Faceted taxonomies—those that allow users to limit or filter search results by
selecting terms or attributes from each of several types/aspects—are becoming
increasingly common. They are easy and effective for end-users with various
abilities in searching. When it comes to designing facets, some of the facets and
their terms for a content collection may be obvious: Document or Content Type, Location,
Audience, Purpose, etc. Creating a facet for Subject, for tagging topics the
content is about, however, can be
quite daunting.
Some faceted
taxonomies do not have a Subject facet. Product taxonomies, such as for
ecommerce, don’t have Subjects, but rather product categories. Enterprise
taxonomies, such as those used in enterprise content or document management
systems, also typically don’t have a Subject facet, but rather they have
detailed terms in the Document Type facet and may have facets for Business
Activity/Function, Department, Line of Business, or even something for Life
Cycle/Phase/Stage.
The Subject facet is
important, and can be quite large, for taxonomies for tagging and retrieving of
content in a collection, library, or repository of published articles, research
studies or reports, manuals, presentations, speeches, educational/training materials,
images, videos, etc. If a large number of terms are needed to adequately cover
the breadth and depth of the content, the Subject facet may comprise its own internal
hierarchical taxonomy or thesaurus.
Coming up with the numerous
Subject terms is more work and may require a different approach than for the
terms of the other facets, which may be based on user needs and expectations.

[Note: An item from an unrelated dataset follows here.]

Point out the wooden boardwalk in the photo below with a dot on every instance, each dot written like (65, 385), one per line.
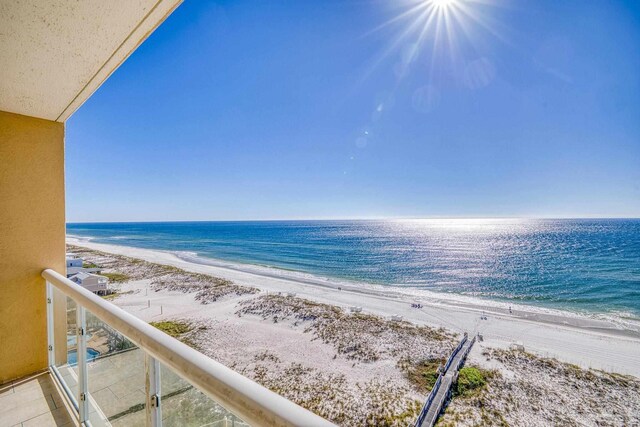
(440, 392)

The terms in the Subject facet need to be based primarily on the subject of the
content items being tagged. Other techniques for developing taxonomy terms,
such as stakeholder interviews and search query logs, are helpful for other
facets, but not so much for Subjects.
A taxonomy is built in
a combination of top-down (identifying facets and top terms) and bottom-up
(identifying the individual terms needed for indexing) tasks. The Subjects are
developed a little bit top-down but more bottom-up. The top-down approach for
Subjects starts with identifying the subject domain and scope and then any
primary divisions in that domain, based on familiarity with the subject area
and the content collection. The bottom-up approach involves looking a numerous
individual content items to determine the main topics they are about and
developing terms for these topics.
Determining what
content items are about and what terms describe is the activity of descriptive
indexing. I prefer to use the word indexing than tagging here, especially in
absence of a taxonomy/controlled vocabulary, which has yet to be created,
because it is an analytical task. (See my earlier blog post “Tagging vs.Indexing.”) So, at this stage it may help to have
someone who has experience as an indexer do test-indexing of a rather large,
representative sample of the content. Guidelines should be established at the
start, such as each document is to be assigned index terms for the document as
a whole, not for each section, and that a document should be assigned no more
than three Subject index terms, for example.
The terms will need to
be individually reviewed so that similar terms can be considered for merging
into a single concept (and alternative labels/synonyms might be created). To
keep the number of terms more manageable for review, it’s best to review and
edit the terms periodically, before completing the test-indexing of the entire
sample set of content. Thus, developing the taxonomy of Subjects by means of
test-indexing is an iterative process. You will probably see trends, patterns,
and possibly subcategories emerge from the terms as you collect them. The
initial terms that come out of test-indexing can be quite specific and then
made broader later. It’s easy to edit specific terms into broader terms, while
it is not possible to go the other direction without reviewing the content again.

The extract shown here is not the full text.